Generative Adversarial Networks

Takeaway

GANs pit a generator against a discriminator in a minimax game so the generator learns to produce samples indistinguishable from real data.

The problem (before → after)

Before: Likelihood-based generative models require tractable densities or approximations; modeling high-dimensional data directly is hard.
After: Train a sampler indirectly—if a discriminator cannot tell generated data from real data, the generator implicitly captures the data distribution’s support and structure.

Mental model first

Imagine a counterfeiter (generator) and a detective (discriminator). The counterfeiter improves by fooling the detective; the detective improves by catching fakes. Their contest escalates until fakes pass as real.

Just-in-time concepts

Minimax objective: min_G max_D E_{x~p_data} [log D(x)] + E_{z~p_z} [log(1 - D(G(z)))]
Non-saturating trick: maximize log D(x) + log D(G(z)) to stabilize generator gradients.
Mode collapse: Generator produces limited variety; use techniques like minibatch discrimination, unrolled GAN, or diversity regularizers.
Evaluation: Inception Score, FID; both imperfect.

First-pass solution

Train D to classify real vs fake; train G to fool D. Alternate gradient updates. Start with simple architectures and careful optimization (Adam, spectral norm for stability).
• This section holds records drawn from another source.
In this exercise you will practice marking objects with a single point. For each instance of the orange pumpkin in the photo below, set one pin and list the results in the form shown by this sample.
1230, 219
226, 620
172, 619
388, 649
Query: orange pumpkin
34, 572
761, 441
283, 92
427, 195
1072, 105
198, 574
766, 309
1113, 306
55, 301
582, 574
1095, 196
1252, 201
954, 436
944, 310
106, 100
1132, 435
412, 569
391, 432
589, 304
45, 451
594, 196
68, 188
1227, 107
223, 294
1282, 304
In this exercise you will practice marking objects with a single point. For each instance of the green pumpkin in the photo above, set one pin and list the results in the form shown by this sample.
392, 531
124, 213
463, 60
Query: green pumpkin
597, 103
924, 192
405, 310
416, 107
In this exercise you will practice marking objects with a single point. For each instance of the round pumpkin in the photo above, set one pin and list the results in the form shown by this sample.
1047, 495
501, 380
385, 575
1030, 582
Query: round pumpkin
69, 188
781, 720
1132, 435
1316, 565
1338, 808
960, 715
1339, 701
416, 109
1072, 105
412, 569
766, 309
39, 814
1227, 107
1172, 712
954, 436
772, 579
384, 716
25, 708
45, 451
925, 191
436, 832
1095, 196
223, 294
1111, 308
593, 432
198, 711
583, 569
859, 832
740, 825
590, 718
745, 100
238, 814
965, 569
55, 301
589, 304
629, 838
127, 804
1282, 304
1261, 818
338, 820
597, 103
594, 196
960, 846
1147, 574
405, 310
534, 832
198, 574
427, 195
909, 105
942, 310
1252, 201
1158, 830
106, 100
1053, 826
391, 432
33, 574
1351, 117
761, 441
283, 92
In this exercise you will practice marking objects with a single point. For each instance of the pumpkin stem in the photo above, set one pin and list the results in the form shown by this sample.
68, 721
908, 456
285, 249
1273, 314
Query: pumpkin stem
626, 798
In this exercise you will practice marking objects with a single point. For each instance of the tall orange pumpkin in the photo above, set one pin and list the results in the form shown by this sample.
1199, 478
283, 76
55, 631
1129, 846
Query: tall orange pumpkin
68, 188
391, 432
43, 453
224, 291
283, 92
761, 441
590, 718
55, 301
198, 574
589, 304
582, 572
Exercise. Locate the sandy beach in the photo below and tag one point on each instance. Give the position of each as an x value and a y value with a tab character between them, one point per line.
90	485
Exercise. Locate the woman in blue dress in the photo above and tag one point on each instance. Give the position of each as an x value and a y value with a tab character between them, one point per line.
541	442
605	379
Architecture: Convolutional GANs (DCGAN) for images; residual blocks for stability.
Losses: Wasserstein GAN with gradient penalty improves stability by optimizing Earth-Mover distance.
Conditioning: cGANs incorporate labels or text for controllable generation.
Regularization: Spectral normalization, gradient penalties, path length regularization.

Code as a byproduct (WGAN-GP snippet)

import torch

def gradient_penalty(D, real, fake):
    bsz = real.size(0)
    eps = torch.rand(bsz, 1, 1, 1, device=real.device)
    x_hat = eps * real + (1 - eps) * fake
    x_hat.requires_grad_(True)
    d_hat = D(x_hat)
    grads = torch.autograd.grad(d_hat.sum(), x_hat, create_graph=True)[0]
    gp = ((grads.view(bsz, -1).norm(2, dim=1) - 1) ** 2).mean()
    return gp

Principles, not prescriptions

Treat training as aligning two objectives; stabilize the game rather than overfitting one player.
Prefer metrics that reflect perceptual quality and diversity, not only loss curves.
Encourage diversity explicitly to combat mode collapse.

Common pitfalls

Overpowering D early: G receives vanishing gradients; balance updates or use WGAN-GP.
Ignoring evaluation: High realism but low diversity indicates collapse.
Unstable training due to poor normalization or learning rates.

Connections and contrasts

See also: [/blog/attention-is-all-you-need] (sequence modeling), [/blog/variational-inference] (likelihood-based alternative), [/blog/normalizing-flows] (exact likelihood with invertibility).

Quick checks

Why can GANs avoid explicit density modeling? — They train a sampler via a discriminator signal.
What does WGAN improve? — Replaces JS divergence with Earth-Mover distance for smoother gradients.
What is mode collapse? — Generator outputs low-diversity samples that fool D but miss modes of the data.